I've been thinking about these things this weekend, about how faith changes the way that we encounter moments like this one. About how what we know is so sure, so certain, so confident, even now. 

And then, over the weekend, I read this story in 1 Kings.... We'll dive into that tomorrow. 

Friday, April 2, 2021

Good Friday

When Jesus died, two men came for His body. One was Nicodemus, who came to Jesus early in John’s story and met Him in the middle of the night so as not to be discovered by the Jewish elite. He would later say a few words, but just a few, in Jesus’s defense when the Jewish leaders were starting to scheme against Him. Joseph, from Arimathea, also came for the body. He, too, believed in Jesus, but only in secret because he was also a member of the Jewish elite and didn’t know what they would say.

                So here are two men who both quietly believed in Jesus, who both watched Him from a relative distance, who both kept an appearance up with the world while secretly entertaining His holiness in their heart. And it’s tempting to wonder what the conversation went like when they both showed up to take care of His body.

                Was there any posturing left? Was there any sense that they still needed to protect their secret allegiances? What there an open confession between these two men about all of the things they’d heard about and witnessed and hoped for with this Jesus? Did they perhaps just look up at one another, nod knowingly, and go about the sacred work they had undertaken? On the eve of the Sabbath, as the sun set, on the Passover, no less, was there any more room for posturing or pretending, or did these two men finally look up at one another and whisper, ‘Brother?’

                We may, at any given time, be in the presence of someone else who secretly holds Jesus in his or her heart. We may be among brothers and sisters and not even know it. For whatever reason, there are still many among us who are not willing or ready to openly confess their interest in this Son of God, who have been watching and listening from a distance or in the dark of night and building a little place for His holiness in their hearts.

                That’s why we must be gentle with those with whom we come in contact. Gentle, and slow to judge. It’s easy to look at someone and say that they must not be a Jesus follower, that they must not be a Christian, that they must not have any interest at all in knowing who our Jesus is because of something that we see in their outward lives. But it’s not always so simple.
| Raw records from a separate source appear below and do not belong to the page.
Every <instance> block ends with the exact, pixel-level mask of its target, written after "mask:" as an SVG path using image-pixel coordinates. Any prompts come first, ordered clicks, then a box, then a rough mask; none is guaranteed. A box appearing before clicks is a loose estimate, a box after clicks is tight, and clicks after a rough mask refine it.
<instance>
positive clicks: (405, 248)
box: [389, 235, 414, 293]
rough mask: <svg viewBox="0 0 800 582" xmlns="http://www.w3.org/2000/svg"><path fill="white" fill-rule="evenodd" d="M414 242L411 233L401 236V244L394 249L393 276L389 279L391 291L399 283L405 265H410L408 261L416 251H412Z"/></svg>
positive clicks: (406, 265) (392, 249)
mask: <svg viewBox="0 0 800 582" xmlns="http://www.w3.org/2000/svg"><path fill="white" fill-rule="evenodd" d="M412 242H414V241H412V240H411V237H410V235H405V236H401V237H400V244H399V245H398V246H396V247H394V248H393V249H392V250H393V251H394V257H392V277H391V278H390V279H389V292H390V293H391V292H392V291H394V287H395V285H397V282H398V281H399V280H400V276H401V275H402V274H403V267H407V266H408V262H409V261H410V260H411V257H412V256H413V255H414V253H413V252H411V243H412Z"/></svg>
                Joseph and Nicodemus were both members of the Jewish elite. They were both studied men, part of the discussion and dialogue for three years about who this Jesus was and what kind of threat He might pose to men like them. On the surface, it’s easy to think that neither man would have much of an interest in this Jesus at all. …until they met on the night of His death when both men showed up prepare His body for the tomb.

                All of a sudden, their tenderness shows. All of a sudden, their secret love manifests. All of a sudden, we see of them – and they see of each other – the secret hope they’ve been holding onto.

                May we have our eyes open to see this in our fellow man, even in the men in whose lives we might least expect to find it. May we meet one another on the way to the tomb, smile knowingly, acknowledge each other’s presence, and at the very least whisper, ‘Brother.’